В своем письме Каутскому от 7 февраля 1882 года Энгельс следующим образом комментировал женевскую ассамблею: «На господ из „Równosc“, очевидно, произвели впечатление радикально звучащие фразы женевских русских» (то есть русских анархистов и народников, отвергавших политические вопросы как якобы малозначащие с точки зрения целей социальной революции. – А.В.). В том же письме Энгельс давал следующее теоретическое объяснение своей и Марксовой позиции:
«Каждый польский крестьянин и рабочий, пробуждающийся от своей закоснелости к участию в борьбе во имя общих интересов, прежде всего сталкивается с фактом существования национального гнета, который повсюду встает перед ним, как первое препятствие на его пути. Устранение национального гнета является основным условием всякого здорового и свободного развития. Польских социалистов, не ставящих освобождение страны во главе своей программы, я сравнил бы с германскими социалистами, которые не пожелали бы требовать в первую очередь отмены закона против социалистов, введения свободы печати, союзов и собраний. Для того чтобы иметь возможность бороться, нужна сперва почва под ногами, воздух, свет и простор. Иначе все – болтовня»[360].

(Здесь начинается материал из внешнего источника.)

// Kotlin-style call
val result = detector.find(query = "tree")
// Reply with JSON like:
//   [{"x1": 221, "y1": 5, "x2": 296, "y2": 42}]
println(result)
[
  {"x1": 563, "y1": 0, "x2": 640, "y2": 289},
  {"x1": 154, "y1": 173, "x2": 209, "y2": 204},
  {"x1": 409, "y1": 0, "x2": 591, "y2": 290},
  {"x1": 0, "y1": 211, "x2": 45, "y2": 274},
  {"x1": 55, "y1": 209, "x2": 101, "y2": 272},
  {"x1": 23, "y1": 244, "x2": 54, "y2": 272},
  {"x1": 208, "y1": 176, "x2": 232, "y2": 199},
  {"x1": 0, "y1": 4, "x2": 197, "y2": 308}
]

Столкновение с идейными учителями не изменило мнения первых польских марксистов. В предисловии к отдельному изданию материалов женевской ассамблеи они, полемизируя с письмом Маркса и Энгельса, отмечают, что революционеры, вышедшие из польского дворянства, – это революционеры скорее в эмиграции, чем на родине[361]. Действительное положение дел было не совсем таким, но основное расхождение вообще касалось не исторических оценок. Главное состояло в том, что для того, кто решился посвятить себя классовой борьбе пролетариата, категорический отказ от борьбы за национальную независимость становился своего рода психологической необходимостью, ибо принцип приоритета классовых интересов приходилось защищать от тяжкого давления патриотической традиции, взывавшей к идеалам сотрудничества и солидарности всех классов нации.